The findings of this study revealed significant variability in the microbial profiles of Ventilator-Associated Pneumonia (VAP) patients across different clinical diagnoses, underscoring the complexity and heterogeneity of VAP influenced by underlying conditions. Consistent with previous research, the data showed that P. aeruginosa was notably prevalent in patients with burst abdomen and diabetic foot, likely due to compromised immune responses and open wounds in these conditions. Studies have similarly reported a high prevalence of P. aeruginosa in patients with surgical wounds and diabetic foot ulcers due to the pathogen’s ability to thrive in moist environments and its resistance to multiple antibiotics [19]. However, a study by Craven et al. (2009) suggested that the prevalence of P. aeruginosa might be overestimated in some clinical settings due to sample contamination and selection biases in patient populations [20]. MRSA emerged as the dominant pathogen in Road Traffic Accident (RTA) cases, linked to extensive soft tissue injuries and frequent use of invasive devices, which aligns with earlier studies highlighting MRSA’s prevalence in trauma patients. For example, research by Stone et al. (2012) found a high incidence of MRSA infections in trauma patients due to invasive procedures and prolonged hospital stays [21]. Contrarily, a study by Craxford et al. (2021) indicated a declining trend in MRSA prevalence among trauma patients due to improved infection control practices and the increased use of decolonization protocols [22]. K. pneumoniae species were widespread across various diagnoses, reflecting its adaptability and resistance mechanisms, a pattern corroborated by literature emphasizing K. pneumoniae‘s significant presence in hospital settings due to its capability to form biofilms and resist antibiotics. Studies have noted that Klebsiella pneumoniae can colonize various body sites and is associated with severe infections in immunocompromised patients, highlighting its significant role in hospital-acquired infections [23]. However, other research, such as that by Gupta et al. [24], points out that while K. pneumoniae remains prevalent, its dominance is being challenged by emerging resistant strains of Enterobacteriaceae, which could shift the current understanding of pathogen prevalence in hospital settings.

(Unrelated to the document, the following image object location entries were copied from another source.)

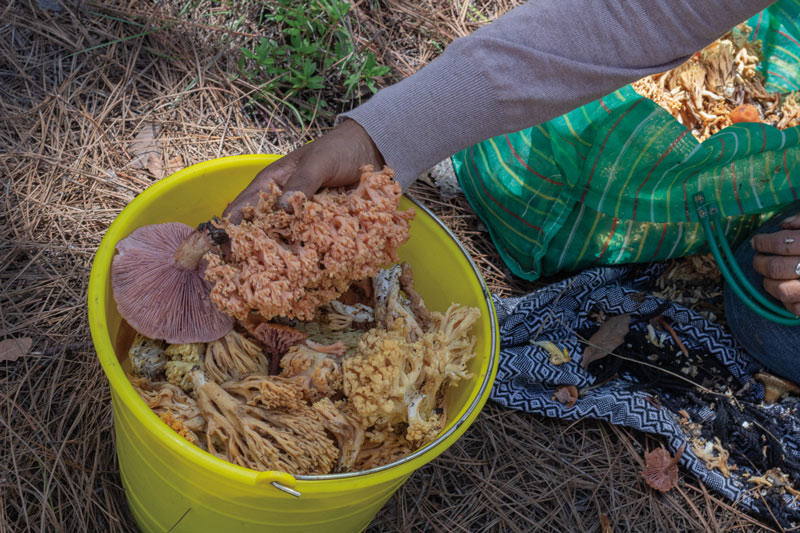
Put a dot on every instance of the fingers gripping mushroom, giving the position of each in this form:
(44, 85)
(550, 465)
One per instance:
(157, 278)
(345, 427)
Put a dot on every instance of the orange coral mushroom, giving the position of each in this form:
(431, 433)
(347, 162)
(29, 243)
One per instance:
(289, 264)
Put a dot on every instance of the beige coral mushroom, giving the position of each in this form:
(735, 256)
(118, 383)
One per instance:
(704, 93)
(272, 392)
(345, 427)
(705, 452)
(391, 305)
(233, 356)
(176, 408)
(391, 381)
(288, 440)
(319, 372)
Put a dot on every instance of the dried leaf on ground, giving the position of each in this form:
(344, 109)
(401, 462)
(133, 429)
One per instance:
(175, 164)
(606, 339)
(605, 523)
(558, 356)
(146, 150)
(661, 469)
(13, 349)
(566, 394)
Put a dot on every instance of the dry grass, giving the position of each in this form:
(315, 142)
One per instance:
(75, 88)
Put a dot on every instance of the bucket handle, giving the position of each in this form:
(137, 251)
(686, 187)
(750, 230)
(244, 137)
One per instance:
(708, 214)
(280, 480)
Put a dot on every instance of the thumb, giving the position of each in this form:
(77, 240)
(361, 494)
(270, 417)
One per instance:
(307, 179)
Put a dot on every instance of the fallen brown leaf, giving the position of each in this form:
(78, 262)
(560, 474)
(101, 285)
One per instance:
(566, 394)
(13, 349)
(146, 150)
(174, 164)
(661, 469)
(606, 339)
(605, 523)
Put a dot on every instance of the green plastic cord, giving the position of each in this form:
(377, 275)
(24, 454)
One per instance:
(737, 279)
(727, 253)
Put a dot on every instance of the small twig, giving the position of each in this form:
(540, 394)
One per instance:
(663, 323)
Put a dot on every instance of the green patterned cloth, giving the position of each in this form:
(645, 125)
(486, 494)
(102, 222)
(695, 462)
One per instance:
(612, 181)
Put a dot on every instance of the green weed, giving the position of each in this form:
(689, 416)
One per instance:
(308, 51)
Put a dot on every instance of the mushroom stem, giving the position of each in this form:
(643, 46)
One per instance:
(192, 249)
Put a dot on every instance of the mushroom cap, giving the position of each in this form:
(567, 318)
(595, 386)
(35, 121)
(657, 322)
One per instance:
(158, 297)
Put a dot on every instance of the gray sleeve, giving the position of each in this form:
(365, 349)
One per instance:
(538, 61)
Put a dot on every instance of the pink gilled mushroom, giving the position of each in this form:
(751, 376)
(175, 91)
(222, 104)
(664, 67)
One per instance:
(157, 278)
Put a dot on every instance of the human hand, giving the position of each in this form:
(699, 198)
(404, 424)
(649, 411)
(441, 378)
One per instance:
(778, 260)
(332, 160)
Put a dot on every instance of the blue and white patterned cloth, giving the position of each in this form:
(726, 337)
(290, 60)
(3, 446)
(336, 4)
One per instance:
(526, 380)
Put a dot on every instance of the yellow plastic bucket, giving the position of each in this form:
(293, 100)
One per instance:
(172, 485)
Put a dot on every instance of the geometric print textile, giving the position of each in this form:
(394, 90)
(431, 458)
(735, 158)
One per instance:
(526, 380)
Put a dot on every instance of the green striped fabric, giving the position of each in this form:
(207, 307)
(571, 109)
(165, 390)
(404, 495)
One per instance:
(612, 181)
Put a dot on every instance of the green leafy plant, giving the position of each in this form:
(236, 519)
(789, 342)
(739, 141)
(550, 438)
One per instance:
(308, 50)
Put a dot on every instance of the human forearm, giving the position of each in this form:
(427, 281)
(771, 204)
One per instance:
(537, 62)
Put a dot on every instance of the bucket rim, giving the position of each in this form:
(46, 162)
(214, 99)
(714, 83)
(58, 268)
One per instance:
(124, 391)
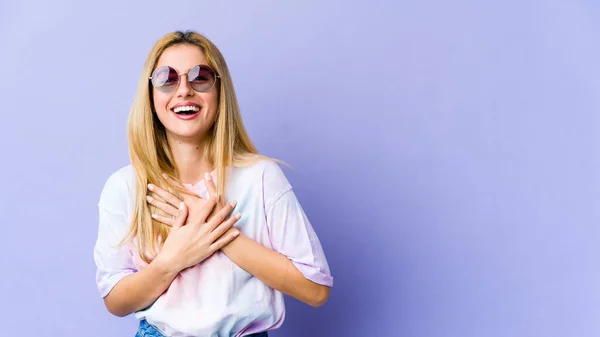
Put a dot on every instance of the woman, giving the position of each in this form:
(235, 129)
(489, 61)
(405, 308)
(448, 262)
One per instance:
(168, 249)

E. coli, while less frequent, was found in asthma, burst abdomen, diabetic foot, ILD, and Obstructive Sleep Apnea (OSA) cases. Although less common in VAP, E. coli’s presence in these conditions necessitates vigilance, especially in immunocompromised patients or those with prolonged hospital stays. Research has indicated that E. coli, though typically associated with urinary tract infections, can also be a significant pathogen in VAP, particularly in patients with weakened immune systems [25]. Conversely, a study by Ma et al. [26] suggested that E. coli is often a secondary pathogen in VAP cases, overshadowed by more virulent bacteria such as P. aeruginosa and K. pneumoniae, questioning its primary role in VAP infections. A. baumannii species predominated in Lower Limb (LL) Ischemia cases, highlighting its notorious ability to survive in hospital environments and its resistance to multiple antibiotics, consistent with findings from other studies focused on critically ill patients. A. baumannii has been recognized in several studies for its resilience and ability to cause outbreaks in intensive care units, particularly among patients with extensive tissue damage or prolonged ventilation needs. In contrast, research by Dijkshoorn et al. [27] emphasized that while A. baumannii is highly resilient, its prevalence varies significantly across different geographical regions and hospital settings, suggesting that local epidemiological factors play a crucial role in its distribution. These diverse microbial profiles suggest the need for tailored antibiotic therapy based on prevalent pathogens in specific conditions to enhance treatment efficacy and reduce antibiotic resistance. For instance, the high prevalence of P. aeruginosa in burst abdomen and diabetic foot cases necessitates antipseudomonal coverage, while the dominance of MRSA in RTA patients requires anti-MRSA agents. The widespread occurrence of K. pneumoniae indicates a need for its inclusion in empirical therapy for VAP. Understanding these specific microbial landscapes is essential for developing targeted antimicrobial strategies, improving patient outcomes, and combating antibiotic resistance. Future research should focus on longitudinal studies to monitor changes in microbial profiles and resistance patterns, and on rapid diagnostic tools for timely and precise pathogen identification in VAP patients.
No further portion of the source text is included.